Now that’s a little scary, because to be a prophet, in particular, is to risk rejection. After all, Jesus was rejected by his own kin, his own townspeople. It’s a lot easier to keep our mouths shut. And we’ve just completed fifty years of a nationwide experiment in keeping our mouths shut, of quenching the gift of prophecy. We have been given a great gift by the Holy Spirit, in the teachings of the Church about marriage, procreation, and the nuanced explanation called the theology of the body. And we have sat on that truth, buried the gift in the ground, put the light under a bushel basket. Instead of raising serious questions about the birth-control Pill when it surfaced a half-century ago, we let heretical teachers seize the high ground and left Pope Paul dangling alone in the wind on the publication of Humanae Vitae. How many times in the last five decades have you heard a homily or sermon on the joys of exemplary size families, of marital fidelity, of witnessing familial love to a culture hungry for love? And yet, these are all truths, precious realities of our Catholic faith that enlivened our Church in the first half of the last century.
This year we got the vicious payback for fifty years of silence, fifty years of “going along to get along.” The Department of Health and Human Services essentially told us, “you don’t pay any attention to the prophetic voice of the Church telling you that contraception, sterilization and abortion-causing drugs are sinful, so now you’re going to have to go along with paying every dollar of their cost.” Moreover, now the Supreme Court has essentially agreed with them, by allowing the nationalization of health insurance to pass constitutional muster.
We don’t have to do much imagining to realize that the next step is, in August of 2014, our bishops will refuse to go along with this mandate, will refuse to pay the fine or penalty or tax or whatever they call it, and somebody is going to jail. That’s if we continue to sit on our hands instead of writing our Congressmen, and keep our mouth shuts instead of prophetically preaching God’s truth.
In the last Synod of bishops, which the Pope summarized in Verbum domini, the Synod Fathers wished to say a special word to all those who take part in political and social life.

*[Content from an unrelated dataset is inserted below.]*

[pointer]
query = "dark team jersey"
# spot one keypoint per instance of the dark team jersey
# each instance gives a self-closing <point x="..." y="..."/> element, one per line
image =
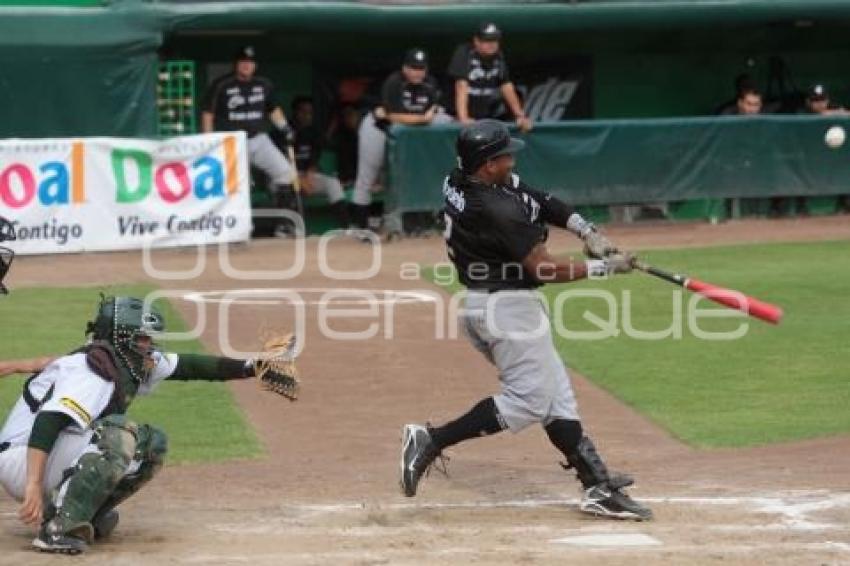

Evangelization and the spread of God’s word ought to inspire their activity in the world, as they work for the true common good in respecting and promoting the dignity of every person. Certainly it is not the direct task of the Church to create a more just society, although she does have the right and duty to intervene on ethical and moral issues related to the good of individuals and peoples. It is primarily the task of the lay faithful, formed in the school of the Gospel, to be directly involved in political and social activity.
He also calls:
the attention of everyone to the importance of defending and promoting the human rights of every person, based on the natural law written on the human heart, which, as such, are “universal, inviolable and inalienable”.1. [331] The Church expresses the hope that by the recognition of these rights human dignity will be more effectively acknowledged and universally promoted,[332] inasmuch as it is a distinctive mark imprinted by the Creator on his creatures, taken up and redeemed by Jesus Christ through his incarnation, death and resurrection. The spread of the word of God cannot fail to strengthen the recognition of, and respect for, the human rights of every person.
So, prophets of God, beloved of God, will this society, a year or two from now, know that there has been a Church of prophets in its midst, or will it not?